High performance and robust control

It is desirable to have robust high performance nonlinear control with a model-free design approach for the real time automatic control of practical industrial processes. The field has seen the application of Sliding Mode Controllers (SMCs). SMCs are nonlinear robust controllers, however most design approaches related to SMCs are model-based approaches. PID controllers and some Fuzzy Logic Controllers (FLCs) are model-free controllers, however their robustness is not integrated into their design parameters directly. This dissertation presents two new types of robust high performance nonlinear controllers with model-free design approaches.
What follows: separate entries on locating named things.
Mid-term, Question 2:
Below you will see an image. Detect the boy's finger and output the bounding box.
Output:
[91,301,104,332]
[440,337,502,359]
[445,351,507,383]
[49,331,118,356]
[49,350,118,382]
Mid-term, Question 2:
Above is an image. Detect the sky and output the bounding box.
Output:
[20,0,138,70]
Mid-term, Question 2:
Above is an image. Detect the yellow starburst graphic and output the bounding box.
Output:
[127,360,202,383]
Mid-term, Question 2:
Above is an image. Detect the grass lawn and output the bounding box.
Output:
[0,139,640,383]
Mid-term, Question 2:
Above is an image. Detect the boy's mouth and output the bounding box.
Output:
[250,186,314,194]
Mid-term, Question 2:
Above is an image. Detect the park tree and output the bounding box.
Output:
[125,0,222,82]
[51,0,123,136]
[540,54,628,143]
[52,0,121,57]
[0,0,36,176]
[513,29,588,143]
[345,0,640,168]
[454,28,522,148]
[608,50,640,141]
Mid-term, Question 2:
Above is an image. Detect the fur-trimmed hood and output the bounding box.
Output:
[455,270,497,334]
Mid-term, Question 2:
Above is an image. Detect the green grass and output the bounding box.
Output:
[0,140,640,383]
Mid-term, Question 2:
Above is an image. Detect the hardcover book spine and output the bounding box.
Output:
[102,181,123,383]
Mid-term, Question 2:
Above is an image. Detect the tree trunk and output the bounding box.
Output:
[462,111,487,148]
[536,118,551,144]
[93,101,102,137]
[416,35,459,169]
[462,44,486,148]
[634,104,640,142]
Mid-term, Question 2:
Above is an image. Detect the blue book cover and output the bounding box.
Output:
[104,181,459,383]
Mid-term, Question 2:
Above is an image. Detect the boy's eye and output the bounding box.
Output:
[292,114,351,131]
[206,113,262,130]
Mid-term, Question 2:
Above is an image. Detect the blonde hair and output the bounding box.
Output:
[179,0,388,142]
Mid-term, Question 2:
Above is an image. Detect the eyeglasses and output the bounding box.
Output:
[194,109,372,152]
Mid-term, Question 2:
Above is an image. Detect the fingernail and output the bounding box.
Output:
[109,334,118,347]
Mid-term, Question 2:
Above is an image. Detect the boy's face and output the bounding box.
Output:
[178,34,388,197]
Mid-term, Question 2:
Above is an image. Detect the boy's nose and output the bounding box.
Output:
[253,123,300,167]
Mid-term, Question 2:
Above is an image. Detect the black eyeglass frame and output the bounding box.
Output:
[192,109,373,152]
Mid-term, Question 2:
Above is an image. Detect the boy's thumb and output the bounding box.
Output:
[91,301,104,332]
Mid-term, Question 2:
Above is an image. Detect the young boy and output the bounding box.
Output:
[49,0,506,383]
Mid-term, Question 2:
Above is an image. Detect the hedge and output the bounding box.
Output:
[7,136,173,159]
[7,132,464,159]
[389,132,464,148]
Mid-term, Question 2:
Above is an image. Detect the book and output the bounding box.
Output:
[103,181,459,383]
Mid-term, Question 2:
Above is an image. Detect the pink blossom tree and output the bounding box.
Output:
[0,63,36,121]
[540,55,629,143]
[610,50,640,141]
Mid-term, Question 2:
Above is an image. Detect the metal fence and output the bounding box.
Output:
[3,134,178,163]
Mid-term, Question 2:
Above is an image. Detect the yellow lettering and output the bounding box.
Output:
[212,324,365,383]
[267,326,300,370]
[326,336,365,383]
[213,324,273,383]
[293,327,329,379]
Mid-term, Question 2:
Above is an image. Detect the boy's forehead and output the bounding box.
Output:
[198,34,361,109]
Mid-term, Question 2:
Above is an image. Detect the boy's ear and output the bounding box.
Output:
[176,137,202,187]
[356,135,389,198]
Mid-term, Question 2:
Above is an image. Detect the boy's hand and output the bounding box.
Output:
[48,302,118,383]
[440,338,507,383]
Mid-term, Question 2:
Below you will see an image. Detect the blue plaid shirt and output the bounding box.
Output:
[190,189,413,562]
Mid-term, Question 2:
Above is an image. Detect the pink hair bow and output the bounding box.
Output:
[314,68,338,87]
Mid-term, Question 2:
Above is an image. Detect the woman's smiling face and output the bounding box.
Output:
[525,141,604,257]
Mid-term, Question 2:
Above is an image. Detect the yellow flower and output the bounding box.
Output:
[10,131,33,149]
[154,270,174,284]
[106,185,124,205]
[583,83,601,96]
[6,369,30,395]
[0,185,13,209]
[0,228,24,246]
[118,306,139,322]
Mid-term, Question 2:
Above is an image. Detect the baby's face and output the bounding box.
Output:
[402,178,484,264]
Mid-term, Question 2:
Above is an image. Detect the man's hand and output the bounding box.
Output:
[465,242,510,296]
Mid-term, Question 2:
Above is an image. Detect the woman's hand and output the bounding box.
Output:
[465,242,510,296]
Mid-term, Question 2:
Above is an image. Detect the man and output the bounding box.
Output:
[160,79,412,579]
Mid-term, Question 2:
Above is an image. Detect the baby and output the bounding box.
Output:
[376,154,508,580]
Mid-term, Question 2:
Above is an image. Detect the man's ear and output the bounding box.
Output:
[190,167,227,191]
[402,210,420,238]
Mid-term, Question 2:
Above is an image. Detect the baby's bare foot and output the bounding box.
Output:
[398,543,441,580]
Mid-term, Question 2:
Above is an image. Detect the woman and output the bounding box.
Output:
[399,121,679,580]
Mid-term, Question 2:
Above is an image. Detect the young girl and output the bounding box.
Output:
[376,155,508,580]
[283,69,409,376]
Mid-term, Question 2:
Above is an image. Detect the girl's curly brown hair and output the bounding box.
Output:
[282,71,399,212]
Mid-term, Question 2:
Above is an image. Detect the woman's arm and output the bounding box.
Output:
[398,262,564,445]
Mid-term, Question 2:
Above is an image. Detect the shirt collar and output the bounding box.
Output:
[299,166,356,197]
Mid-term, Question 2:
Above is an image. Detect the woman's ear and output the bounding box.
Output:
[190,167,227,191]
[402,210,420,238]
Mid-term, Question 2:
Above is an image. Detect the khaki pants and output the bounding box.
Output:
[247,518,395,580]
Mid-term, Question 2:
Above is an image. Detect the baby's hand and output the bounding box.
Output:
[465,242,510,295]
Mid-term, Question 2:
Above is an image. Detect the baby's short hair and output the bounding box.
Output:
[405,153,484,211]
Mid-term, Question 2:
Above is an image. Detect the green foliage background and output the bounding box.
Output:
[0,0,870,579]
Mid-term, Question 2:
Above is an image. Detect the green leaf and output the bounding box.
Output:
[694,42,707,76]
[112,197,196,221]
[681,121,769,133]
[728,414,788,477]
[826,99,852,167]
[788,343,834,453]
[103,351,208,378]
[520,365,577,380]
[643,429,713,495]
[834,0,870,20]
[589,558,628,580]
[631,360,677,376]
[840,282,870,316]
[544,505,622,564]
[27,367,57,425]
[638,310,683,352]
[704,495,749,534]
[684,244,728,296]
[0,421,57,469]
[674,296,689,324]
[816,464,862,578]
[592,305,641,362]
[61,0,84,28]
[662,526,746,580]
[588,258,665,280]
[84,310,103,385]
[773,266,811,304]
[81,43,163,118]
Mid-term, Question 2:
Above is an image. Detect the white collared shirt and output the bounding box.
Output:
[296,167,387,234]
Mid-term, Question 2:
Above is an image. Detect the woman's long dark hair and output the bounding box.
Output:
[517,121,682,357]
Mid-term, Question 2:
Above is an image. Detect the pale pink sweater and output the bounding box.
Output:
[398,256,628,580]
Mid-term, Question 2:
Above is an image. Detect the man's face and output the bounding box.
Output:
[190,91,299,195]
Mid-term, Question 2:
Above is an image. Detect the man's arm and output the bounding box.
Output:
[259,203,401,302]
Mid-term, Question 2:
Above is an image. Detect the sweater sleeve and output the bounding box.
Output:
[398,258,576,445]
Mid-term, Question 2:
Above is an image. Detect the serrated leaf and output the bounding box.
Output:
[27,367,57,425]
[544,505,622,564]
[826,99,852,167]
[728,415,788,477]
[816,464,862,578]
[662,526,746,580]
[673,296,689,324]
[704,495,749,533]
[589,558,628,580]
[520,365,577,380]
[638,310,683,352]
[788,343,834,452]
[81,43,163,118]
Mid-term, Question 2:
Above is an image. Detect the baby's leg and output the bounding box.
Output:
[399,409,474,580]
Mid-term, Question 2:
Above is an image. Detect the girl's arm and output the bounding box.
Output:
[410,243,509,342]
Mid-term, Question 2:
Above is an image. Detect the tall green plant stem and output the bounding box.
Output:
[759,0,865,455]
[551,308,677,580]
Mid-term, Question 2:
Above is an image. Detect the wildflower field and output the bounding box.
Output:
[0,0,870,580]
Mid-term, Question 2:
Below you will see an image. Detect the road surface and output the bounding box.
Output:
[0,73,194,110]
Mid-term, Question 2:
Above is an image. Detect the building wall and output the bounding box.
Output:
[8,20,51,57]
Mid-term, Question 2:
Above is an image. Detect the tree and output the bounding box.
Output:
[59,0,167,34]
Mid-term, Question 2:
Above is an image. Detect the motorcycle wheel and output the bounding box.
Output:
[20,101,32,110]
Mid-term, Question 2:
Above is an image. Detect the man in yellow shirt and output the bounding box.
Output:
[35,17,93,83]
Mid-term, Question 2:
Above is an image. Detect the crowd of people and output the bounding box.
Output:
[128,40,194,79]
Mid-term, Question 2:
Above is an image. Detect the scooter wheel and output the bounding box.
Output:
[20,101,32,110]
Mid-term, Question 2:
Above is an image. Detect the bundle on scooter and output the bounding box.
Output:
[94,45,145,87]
One introduces fuzzy logic to a model-free SMC which is a simple saturation function incorporating three design parameters. Due to the interpolative nature of fuzzy control, a TSK type FLC with the model-free SMCs as its rule's consequents will produce a controller with a nonlinear sliding curve and a nonlinear boundary layer. We call this controller a Fuzzy Sliding Controller (FSC). The other uses a new type of Variable Structure Controller (VSC), which intentionally switches from one controller to another controller during a step response. In conventional approaches to VSC, the control surface does not change its shape during a step response. The new type of VSC intentionally changes the shape of the control surface during the step response. This technique is analogous to that technique employed in image processing called "morphing" where a given image gradually changes over time to the image of a different entity. In order to avoid confusion with the conventional approach to a VSC, we use the term "Morphological" Controller (MC) for the VSC of the new type. The performance and robustness with respect to parameter variations, disturbances and slow sample rates of the proposed controllers are studied in detail with a DC motor and an Inverted Pendulum System. As a means to verify the proposed controllers in practical cases, we design the model-free SMC, the FSC and the MC for the highly nonlinear and uncertain dynamics of an Autonomous Underwater Vehicle, Ocean Voyager II. It is shown that the proposed controllers are high performance and high robustness controllers.